What might this mean?
The main takeaway is that you shouldn’t expect former multiples to return. The 2013 peak isn’t actually surprising. Rising multiples are symptomatic of emerging sectors which grow with an arctangent shape. These peaks come but they don’t return — until another discontinuity or innovation causes the cycle to start again. Once past the midpoint of the curve, capital going forward becomes increasingly more expensive.
At the same time, this arctangent model by no means suggests that opportunities in a given sector go away. While true that all sectors ultimately mature and multiples regress to the mean, it is equally true that there are proven, profitable ways to navigate this part of the maturity curve.
Perhaps the major difference operating in this part of the curve is that there’s an increased premium in delighting customers using a business model that is profitable at scale. During these maturing times, the stronger operators rise, and those teams with the better business models gap above the rest of the crowd. In some ways, the fate of a company is more under the control of the entrepreneur versus in the hands of perhaps an unsustainable funding strategy.
Other differences abound as well. Companies can choose to innovate deeply within a sub-sector; pursue fast-follower models, knowingly recruiting stronger teams under less competitive pressure; or simply take the time to optimize the business model before scaling out.
Conceivably Salesforce.com, Facebook and Atlassian represent archetypes for each of these three different approaches. Salesforce.com was founded 13 months before the NASDAQ peaked in 2000, at a time when its major direct competitor Siebel was at a $1 billion revenue run rate. Facebook was following Friendster and MySpace. Atlassian was founded in the year of the largest NASDAQ abyss, where $8 trillion of wealth had been wiped out from the index’s prior peak.
Are maturing times actually inauspicious? Maybe the answer boils down to the proper matching of corporate strategy against the sector climate.

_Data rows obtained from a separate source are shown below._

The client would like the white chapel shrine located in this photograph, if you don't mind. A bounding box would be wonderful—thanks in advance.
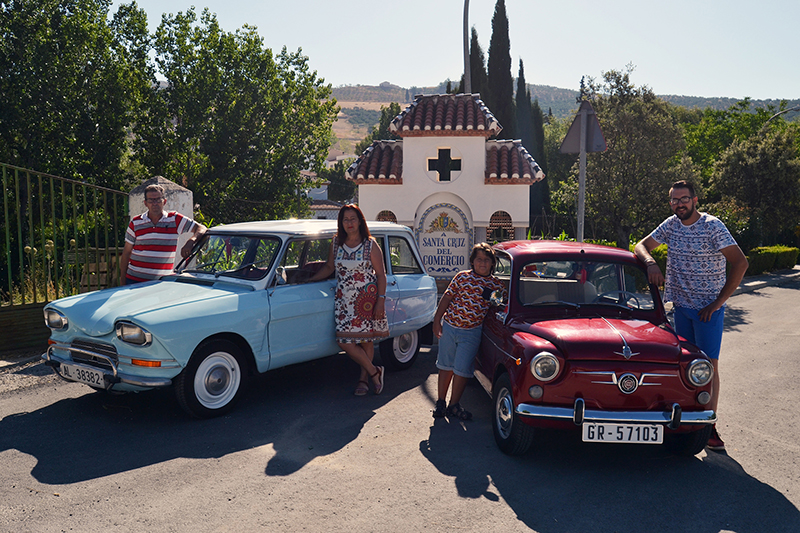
[347,94,544,279]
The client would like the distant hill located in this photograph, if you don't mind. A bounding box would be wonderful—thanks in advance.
[333,81,800,153]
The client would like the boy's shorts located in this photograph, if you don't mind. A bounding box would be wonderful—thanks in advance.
[436,320,483,378]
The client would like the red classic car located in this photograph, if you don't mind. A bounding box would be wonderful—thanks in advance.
[475,241,719,455]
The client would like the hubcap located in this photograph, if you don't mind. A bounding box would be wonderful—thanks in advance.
[496,388,514,439]
[194,352,242,409]
[392,331,419,363]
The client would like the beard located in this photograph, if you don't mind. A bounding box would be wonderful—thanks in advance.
[675,202,695,220]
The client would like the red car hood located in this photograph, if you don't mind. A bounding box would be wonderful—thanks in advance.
[513,318,681,363]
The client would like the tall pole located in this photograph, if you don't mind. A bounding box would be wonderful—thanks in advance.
[464,0,472,94]
[578,106,588,242]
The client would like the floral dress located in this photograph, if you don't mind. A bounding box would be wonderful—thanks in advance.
[333,238,389,344]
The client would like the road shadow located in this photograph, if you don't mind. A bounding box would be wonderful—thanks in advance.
[722,304,750,331]
[420,380,800,533]
[0,352,432,485]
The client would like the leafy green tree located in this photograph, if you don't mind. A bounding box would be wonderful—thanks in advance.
[679,98,785,193]
[356,102,400,155]
[560,66,697,247]
[484,0,516,139]
[711,127,800,249]
[0,0,154,188]
[138,8,338,223]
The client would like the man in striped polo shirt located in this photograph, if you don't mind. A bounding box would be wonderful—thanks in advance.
[119,184,206,285]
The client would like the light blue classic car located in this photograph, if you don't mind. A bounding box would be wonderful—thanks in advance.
[42,220,437,418]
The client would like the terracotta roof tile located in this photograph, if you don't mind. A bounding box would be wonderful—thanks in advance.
[389,94,503,138]
[345,141,403,185]
[485,140,544,185]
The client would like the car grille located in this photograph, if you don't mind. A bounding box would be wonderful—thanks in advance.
[70,339,117,371]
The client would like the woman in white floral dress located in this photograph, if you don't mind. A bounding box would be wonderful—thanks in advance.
[310,204,389,396]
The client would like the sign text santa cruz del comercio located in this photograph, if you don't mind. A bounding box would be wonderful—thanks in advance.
[415,204,473,278]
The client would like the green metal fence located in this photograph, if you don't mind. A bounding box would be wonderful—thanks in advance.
[0,163,128,308]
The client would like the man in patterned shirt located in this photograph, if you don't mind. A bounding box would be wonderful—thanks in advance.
[119,184,206,285]
[634,181,748,451]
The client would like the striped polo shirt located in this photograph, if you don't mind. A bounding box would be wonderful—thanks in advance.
[125,211,197,281]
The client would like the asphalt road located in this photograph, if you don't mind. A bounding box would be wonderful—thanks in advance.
[0,281,800,533]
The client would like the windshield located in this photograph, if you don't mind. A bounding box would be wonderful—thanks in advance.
[183,235,281,279]
[517,260,655,310]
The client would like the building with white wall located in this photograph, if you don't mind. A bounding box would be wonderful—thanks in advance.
[347,94,544,278]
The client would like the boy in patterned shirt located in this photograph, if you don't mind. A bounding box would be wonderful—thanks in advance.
[634,181,748,452]
[433,242,505,420]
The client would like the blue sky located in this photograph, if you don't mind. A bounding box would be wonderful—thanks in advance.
[111,0,800,99]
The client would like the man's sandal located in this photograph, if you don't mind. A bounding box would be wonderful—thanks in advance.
[353,379,369,396]
[369,366,386,394]
[447,403,472,421]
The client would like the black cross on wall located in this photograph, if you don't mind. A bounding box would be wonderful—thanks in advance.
[428,148,461,181]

Being mindful in trying times
So what is going to happen next? For those who ask: I suggest that rather than yearn to know, we focus on what we can know. And that is, what is happening right now. What’s poorly understood is that seeing reality clearly is a competitive advantage. In these shifting times, I would counsel you to ask, “What do I see clearly?” and “How do I know?” Then triangulate with others and trust your conclusions. I do sense if you genuinely ask and answer these questions, you’ll know. And you’ll be served well.
Best wishes in these volatile times. I do trust you’ll know what to do.